In the early ’70s, the salon owner’s daughter was getting married and asked Nella to be a bridesmaid in her wedding.  Enter one E.J. DalBello, a good-looking guy she had seen around.  He was to be best man for his cousin at the same wedding.

“It was like a bolt of lightening! Love at first sight,” recounts Nella, but, “unfortunately, it was not to be as we didn’t get along very well so we went our separate ways.”

Five years later, the two happened to be taking care of their various business needs at the post office on 111th and State in Roseland and what happened?  There they were in line together. Thirty days later, on July 6, 1973, they were married at St. Peter and Paul Church in Roseland.

In 1981, they moved to Frankfort to raise their two sons, Frank and Antonio, and their foster children. They purchased two lots, intending to build a larger home, but instead moved Mama, Inez Baron, the first family member off the boat from Italy, now 94, next door.

Nella, who owned her hair salon for 20 years, has been running the family business, Kensington Research and Recovery Inc., with E.J. since 2007. Prior to that, E.J. had the first dollar store in Illinois in downtown Chicago.

Nella is one of those people who never notices that a job is huge or impossible.  If it needs doing, she’s in!

Currently the Frankfort Township’s clerk, Nella was the first female township collector and later the first female trustee for Frankfort Township. She was the first woman county board member from Frankfort, first woman committeeman chairman and first Committeewoman of the Year for Will County.  In her spare time, she and a friend started the first school paper-recycling for School District 157C, which her boys attended. She was PTA president for four years, past president of the Lincoln Way Special Recreation Association, chairman of fund raising for the Lincoln-Way Key Club and a recipient of the Kiwanis Woman of the Year, among other honors/

Her Sundays were free so she started bringing donuts to St. Anthony’s Church in Roseland for after services coffee and fellowship as well as fund raising for the Woman’s Association.

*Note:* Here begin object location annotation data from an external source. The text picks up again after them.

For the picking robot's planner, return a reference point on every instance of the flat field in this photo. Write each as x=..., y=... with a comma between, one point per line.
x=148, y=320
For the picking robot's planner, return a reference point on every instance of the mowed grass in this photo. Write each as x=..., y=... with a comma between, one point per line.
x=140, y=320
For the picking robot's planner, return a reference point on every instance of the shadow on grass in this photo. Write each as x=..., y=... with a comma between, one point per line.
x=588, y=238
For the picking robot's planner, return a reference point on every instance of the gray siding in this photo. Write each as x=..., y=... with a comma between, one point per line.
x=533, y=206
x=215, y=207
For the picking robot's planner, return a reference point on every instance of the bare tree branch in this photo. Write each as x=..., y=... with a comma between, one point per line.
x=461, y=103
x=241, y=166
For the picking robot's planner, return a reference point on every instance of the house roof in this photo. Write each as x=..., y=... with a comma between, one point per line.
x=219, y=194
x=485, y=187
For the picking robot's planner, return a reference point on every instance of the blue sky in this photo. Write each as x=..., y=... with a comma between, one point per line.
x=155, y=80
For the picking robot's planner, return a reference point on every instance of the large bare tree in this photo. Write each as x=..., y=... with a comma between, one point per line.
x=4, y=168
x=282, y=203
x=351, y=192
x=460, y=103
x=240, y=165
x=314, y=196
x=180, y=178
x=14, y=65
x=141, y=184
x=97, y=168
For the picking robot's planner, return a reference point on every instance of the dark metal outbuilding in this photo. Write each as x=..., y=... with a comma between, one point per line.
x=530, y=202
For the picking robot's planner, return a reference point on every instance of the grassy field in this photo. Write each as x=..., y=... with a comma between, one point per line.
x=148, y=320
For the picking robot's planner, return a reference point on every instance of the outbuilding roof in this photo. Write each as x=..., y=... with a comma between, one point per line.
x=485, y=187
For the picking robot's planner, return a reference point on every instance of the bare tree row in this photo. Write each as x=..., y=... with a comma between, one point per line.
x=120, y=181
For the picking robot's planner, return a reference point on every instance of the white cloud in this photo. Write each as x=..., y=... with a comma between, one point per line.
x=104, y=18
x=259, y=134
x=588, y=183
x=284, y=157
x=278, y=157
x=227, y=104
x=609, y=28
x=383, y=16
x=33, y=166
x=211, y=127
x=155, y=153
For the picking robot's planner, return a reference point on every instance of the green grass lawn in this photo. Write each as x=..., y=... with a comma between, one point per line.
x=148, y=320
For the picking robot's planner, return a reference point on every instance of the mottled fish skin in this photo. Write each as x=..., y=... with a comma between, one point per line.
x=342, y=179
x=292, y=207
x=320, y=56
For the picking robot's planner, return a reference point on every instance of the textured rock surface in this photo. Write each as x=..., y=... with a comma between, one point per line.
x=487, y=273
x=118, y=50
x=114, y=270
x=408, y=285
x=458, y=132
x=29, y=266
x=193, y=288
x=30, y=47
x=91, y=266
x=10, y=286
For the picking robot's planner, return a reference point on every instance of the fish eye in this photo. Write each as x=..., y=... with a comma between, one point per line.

She served on Frankfort’s Park District board for six years, four of them as president. Her efforts on behalf of Frankfort Township are legendary, having served as an elected official for twenty years.  She started the Nurse’s Closet. Which supplies walkers, wheelchairs, other kinds of health equipment free for borrowing to those in need.

In 2007, Nella was invited to a painting class.  She is now a quite accomplished artist, known for her unusual subject matter and ability to see inside the people she paints.  She adores gardening and belongs to a local garden club.  Her favorite house plant is a weird cactus that her mother brought from Italy, which insists on blooming enthusiastically every summer with gorgeous water-lily-like flowers.

“Help others,” should be Nella’s motto, but with usual Italian humor she professes that she and E.J. have two. The first is from the movie Moonstruck.  “Just tell the truth. They find out anyway.” The other is often heard in the neighborhood, “Get off the cross. We need the wood.”